708-714, Fort Worth National Bank Building. Built in 1921 as the twenty-four-story Farmers and Mechanics National Bank Building. F&M was absorbed by Fort Worth National Bank in 1927. Major Khleber Miller Van Zandt was president of Fort Worth National for forty-six years.

Across the street was a lost art deco beauty: the seventeen-story Trinity Life Building, designed by Wyatt Hedrick. It had opened in 1930 as the Aviation Building, home of A. P. Barrett’s American Airways, which in 1934 became American Airlines.
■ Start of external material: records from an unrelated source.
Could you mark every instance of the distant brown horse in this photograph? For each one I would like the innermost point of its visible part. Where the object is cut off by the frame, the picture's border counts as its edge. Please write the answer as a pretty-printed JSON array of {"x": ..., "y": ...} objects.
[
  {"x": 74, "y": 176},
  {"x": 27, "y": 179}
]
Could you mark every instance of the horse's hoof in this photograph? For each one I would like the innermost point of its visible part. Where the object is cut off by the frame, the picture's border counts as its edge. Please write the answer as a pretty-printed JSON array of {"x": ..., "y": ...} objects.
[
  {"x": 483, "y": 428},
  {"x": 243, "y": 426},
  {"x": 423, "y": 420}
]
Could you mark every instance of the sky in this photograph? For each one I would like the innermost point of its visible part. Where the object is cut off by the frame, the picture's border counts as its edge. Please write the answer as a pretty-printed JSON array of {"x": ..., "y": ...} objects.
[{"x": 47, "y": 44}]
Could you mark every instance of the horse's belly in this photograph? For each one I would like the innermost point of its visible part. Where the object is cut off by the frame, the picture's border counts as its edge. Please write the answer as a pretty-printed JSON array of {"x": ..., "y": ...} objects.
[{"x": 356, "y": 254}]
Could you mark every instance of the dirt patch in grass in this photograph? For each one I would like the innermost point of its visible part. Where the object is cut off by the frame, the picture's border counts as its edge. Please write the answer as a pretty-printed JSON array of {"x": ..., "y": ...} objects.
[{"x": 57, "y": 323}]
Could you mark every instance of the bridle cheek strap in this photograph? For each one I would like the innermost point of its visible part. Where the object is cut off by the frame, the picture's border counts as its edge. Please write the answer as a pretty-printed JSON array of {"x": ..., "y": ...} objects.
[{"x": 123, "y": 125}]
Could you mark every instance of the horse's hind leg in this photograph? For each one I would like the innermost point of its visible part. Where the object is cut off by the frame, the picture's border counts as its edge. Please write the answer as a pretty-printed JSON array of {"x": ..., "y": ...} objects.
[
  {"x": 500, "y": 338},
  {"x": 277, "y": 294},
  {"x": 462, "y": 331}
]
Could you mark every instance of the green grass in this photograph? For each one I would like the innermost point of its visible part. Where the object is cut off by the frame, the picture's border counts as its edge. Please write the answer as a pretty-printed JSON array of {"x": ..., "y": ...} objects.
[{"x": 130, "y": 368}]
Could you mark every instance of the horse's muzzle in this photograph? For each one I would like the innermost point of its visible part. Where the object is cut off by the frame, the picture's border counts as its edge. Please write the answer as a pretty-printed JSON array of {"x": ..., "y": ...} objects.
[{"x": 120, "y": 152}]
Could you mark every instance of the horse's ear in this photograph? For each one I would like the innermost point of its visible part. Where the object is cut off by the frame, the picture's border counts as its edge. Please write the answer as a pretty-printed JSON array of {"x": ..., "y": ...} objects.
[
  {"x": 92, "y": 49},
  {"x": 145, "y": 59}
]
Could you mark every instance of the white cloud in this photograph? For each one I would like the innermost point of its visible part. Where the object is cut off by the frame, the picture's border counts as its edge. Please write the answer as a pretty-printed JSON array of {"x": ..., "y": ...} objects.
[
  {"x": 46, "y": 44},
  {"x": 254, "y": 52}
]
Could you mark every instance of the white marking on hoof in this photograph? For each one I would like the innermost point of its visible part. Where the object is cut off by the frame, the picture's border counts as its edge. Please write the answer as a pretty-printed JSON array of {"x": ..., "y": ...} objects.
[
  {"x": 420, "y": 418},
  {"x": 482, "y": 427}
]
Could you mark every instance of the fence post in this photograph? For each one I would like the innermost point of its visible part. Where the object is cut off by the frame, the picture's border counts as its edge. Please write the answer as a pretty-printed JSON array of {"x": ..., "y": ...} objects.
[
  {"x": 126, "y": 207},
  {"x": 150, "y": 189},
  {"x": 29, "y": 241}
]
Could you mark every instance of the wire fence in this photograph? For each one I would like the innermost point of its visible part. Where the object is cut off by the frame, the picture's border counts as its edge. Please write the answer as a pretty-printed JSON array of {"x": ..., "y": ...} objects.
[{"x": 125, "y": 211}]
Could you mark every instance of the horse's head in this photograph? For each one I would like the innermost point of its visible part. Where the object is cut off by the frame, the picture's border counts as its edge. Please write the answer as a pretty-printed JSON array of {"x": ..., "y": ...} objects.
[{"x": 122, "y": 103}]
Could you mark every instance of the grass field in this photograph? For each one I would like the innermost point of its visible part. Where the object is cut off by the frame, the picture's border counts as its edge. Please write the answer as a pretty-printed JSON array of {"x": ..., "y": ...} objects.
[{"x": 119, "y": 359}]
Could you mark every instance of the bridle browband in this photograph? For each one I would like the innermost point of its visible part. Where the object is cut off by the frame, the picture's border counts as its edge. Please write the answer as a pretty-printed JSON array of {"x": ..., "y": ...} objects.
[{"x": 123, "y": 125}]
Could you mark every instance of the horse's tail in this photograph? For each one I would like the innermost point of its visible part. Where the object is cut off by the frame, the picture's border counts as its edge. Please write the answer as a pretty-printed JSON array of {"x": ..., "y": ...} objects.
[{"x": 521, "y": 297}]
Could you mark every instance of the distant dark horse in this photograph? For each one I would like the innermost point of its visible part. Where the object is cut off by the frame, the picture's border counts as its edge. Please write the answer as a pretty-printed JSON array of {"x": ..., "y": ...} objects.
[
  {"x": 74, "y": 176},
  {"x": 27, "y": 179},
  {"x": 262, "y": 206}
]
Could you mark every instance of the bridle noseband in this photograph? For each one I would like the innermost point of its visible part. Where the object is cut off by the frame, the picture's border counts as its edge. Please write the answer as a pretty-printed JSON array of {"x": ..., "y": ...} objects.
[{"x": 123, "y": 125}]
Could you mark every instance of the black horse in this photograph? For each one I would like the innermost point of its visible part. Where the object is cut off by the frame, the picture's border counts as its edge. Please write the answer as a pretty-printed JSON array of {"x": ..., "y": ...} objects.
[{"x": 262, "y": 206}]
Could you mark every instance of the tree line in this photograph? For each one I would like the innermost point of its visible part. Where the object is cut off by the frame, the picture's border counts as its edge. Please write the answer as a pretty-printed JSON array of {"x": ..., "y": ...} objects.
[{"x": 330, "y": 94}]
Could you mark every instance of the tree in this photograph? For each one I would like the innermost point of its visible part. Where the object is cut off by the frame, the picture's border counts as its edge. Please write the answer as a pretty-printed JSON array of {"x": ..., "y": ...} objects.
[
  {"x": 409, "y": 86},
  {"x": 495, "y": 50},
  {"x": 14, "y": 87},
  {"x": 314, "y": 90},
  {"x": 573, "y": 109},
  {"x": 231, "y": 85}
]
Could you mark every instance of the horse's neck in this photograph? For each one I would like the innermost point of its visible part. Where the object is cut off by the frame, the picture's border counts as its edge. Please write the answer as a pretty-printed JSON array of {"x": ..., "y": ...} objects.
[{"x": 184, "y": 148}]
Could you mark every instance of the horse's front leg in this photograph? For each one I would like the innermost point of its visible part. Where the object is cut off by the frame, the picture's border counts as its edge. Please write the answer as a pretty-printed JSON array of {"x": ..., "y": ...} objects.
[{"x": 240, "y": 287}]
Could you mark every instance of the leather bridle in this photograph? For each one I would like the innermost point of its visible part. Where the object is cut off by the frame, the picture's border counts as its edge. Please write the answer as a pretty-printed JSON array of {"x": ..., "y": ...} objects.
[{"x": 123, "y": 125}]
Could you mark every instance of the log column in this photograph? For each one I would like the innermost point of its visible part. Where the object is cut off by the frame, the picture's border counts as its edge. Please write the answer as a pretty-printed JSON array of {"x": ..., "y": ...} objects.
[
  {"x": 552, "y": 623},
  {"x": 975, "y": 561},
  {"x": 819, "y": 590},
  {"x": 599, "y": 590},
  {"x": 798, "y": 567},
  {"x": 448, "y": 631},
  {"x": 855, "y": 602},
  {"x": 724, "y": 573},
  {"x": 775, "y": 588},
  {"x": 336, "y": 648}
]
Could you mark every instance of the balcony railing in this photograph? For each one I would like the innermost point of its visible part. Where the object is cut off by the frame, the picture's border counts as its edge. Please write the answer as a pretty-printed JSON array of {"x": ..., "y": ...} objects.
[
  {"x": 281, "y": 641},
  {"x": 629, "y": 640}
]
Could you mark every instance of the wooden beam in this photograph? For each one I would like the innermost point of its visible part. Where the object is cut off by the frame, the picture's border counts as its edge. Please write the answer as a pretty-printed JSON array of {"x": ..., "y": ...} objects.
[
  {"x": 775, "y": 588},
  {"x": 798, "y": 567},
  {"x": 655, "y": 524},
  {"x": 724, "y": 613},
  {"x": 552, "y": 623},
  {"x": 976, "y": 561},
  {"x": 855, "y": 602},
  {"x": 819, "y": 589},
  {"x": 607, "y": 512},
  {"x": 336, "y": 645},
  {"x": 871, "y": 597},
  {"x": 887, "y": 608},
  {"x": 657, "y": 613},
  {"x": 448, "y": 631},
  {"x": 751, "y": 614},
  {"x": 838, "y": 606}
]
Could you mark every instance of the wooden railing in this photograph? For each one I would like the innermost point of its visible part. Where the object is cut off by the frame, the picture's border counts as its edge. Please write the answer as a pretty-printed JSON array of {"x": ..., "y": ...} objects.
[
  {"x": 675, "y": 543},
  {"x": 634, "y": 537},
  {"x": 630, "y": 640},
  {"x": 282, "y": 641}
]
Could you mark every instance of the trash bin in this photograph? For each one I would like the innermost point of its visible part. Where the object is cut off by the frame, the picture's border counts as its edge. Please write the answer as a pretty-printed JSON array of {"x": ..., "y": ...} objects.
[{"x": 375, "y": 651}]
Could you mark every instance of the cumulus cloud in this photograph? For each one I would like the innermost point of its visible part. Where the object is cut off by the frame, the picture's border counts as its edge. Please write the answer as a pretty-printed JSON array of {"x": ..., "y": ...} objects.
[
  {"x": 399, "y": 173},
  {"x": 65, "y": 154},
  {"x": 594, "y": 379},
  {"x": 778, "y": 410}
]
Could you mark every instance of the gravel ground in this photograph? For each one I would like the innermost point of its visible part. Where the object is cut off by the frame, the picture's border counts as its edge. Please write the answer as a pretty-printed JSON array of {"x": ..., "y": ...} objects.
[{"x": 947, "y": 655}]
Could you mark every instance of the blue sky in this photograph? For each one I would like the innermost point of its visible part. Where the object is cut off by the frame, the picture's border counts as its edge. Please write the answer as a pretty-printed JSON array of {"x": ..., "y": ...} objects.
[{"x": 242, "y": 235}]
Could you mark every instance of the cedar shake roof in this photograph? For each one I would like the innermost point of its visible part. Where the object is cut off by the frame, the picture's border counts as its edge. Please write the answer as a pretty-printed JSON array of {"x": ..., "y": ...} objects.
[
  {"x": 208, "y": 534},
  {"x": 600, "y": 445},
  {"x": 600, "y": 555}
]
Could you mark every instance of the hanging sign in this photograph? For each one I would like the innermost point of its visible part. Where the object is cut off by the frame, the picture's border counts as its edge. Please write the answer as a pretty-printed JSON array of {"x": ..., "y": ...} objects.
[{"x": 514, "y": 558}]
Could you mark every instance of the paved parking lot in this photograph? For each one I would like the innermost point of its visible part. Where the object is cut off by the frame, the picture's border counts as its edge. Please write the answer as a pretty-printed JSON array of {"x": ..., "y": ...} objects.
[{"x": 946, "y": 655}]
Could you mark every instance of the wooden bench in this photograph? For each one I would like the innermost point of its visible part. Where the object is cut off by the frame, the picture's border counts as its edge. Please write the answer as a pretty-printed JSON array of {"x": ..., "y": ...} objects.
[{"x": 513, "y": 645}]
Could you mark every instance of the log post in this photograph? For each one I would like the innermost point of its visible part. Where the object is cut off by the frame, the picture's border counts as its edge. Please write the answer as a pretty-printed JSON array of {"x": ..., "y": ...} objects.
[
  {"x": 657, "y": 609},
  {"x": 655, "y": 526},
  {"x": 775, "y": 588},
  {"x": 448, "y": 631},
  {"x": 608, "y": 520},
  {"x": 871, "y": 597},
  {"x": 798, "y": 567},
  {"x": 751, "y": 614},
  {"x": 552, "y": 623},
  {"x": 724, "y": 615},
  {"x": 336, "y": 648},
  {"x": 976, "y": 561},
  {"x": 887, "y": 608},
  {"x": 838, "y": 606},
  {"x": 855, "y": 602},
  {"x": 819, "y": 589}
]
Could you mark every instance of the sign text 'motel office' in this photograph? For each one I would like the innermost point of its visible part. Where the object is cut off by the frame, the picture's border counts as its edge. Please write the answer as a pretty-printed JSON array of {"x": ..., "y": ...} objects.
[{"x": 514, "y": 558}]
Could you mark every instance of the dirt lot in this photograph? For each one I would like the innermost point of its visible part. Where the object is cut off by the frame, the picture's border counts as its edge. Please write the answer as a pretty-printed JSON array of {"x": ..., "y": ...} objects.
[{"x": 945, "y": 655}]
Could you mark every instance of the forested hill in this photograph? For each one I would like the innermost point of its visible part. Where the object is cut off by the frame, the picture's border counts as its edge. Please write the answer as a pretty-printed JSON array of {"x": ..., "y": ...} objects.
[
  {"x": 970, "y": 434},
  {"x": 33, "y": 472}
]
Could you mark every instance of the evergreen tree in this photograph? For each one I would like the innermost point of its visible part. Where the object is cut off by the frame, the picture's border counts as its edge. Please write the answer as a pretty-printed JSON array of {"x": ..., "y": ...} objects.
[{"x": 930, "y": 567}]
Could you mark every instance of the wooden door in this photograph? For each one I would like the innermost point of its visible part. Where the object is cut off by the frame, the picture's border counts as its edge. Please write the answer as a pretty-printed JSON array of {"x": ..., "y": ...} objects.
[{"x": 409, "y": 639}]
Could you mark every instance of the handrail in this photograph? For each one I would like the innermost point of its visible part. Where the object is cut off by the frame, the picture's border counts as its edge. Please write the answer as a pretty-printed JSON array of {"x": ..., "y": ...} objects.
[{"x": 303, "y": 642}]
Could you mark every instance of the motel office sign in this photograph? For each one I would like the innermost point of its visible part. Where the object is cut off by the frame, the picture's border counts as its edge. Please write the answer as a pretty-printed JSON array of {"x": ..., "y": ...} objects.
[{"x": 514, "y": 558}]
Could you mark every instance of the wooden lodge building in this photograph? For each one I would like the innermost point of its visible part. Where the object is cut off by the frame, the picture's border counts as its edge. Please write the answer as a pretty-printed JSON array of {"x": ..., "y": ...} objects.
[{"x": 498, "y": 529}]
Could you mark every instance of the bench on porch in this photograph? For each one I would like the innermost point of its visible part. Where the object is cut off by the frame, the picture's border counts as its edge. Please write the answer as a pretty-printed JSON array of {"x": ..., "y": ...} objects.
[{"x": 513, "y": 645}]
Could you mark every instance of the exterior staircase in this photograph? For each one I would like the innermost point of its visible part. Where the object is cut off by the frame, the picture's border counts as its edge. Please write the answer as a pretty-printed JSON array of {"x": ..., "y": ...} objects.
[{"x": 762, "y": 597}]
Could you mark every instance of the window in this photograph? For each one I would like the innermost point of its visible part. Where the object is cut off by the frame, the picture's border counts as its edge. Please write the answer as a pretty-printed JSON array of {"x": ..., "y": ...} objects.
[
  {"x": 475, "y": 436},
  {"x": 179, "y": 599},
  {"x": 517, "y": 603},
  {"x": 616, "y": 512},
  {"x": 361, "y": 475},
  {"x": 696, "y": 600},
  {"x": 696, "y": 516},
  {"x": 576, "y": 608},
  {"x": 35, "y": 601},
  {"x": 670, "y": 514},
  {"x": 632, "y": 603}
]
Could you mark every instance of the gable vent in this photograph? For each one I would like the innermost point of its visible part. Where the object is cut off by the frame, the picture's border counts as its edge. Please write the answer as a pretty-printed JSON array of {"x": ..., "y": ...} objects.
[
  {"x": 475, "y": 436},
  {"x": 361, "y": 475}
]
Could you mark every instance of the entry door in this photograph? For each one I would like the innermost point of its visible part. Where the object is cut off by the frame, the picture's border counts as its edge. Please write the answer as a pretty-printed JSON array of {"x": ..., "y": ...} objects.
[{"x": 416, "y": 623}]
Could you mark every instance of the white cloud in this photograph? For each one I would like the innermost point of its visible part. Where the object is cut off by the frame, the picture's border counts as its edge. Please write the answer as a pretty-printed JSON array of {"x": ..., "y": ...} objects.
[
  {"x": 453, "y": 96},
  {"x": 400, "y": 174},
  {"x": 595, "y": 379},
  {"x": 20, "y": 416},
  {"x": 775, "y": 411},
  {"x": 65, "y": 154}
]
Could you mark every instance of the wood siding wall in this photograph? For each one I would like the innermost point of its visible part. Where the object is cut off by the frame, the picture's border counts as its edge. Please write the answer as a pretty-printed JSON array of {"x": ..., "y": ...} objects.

The building was imploded in 1978. Today’s glass UMB Bank Building was built on the site of the Aviation Building and the Palace Theater. In 1908 Byers Opera House had been built at the corner of East 7th and Commerce streets to present live stage performances. In 1919 the opera house was converted into a theater designed to show motion pictures and became the Palace Theater, the first of the three theaters on 7th Street’s Show Row. (Photo from Fort Worth in Pictures, 1940.)

When Anna Marie Tarter and Jimmie Neace and their entourage reached the intersection of Main and 7th Street, with its Fort Worth National Bank and Trinity Life buildings, the parade was about halfway along its one-mile route. At this point, the Star-Telegram wrote, Anna Marie, who was pulling the little red wagon carrying Jimmie by a rope attached to the wagon’s handle, suddenly gave the rope a hard tug, dumping Jimmie from his red wagon onto the red bricks of Main Street to the delight of all (except Jimmie).

As Jimmie picks himself up off the bricks and dusts off his embarrassment, 7th Street is a good place for us to pause, maybe duck into Renfro’s drugstore no. 4 in the Aviation Building for a malt at the “beautiful 40-foot Liquid Carbonic Soda Fountain.”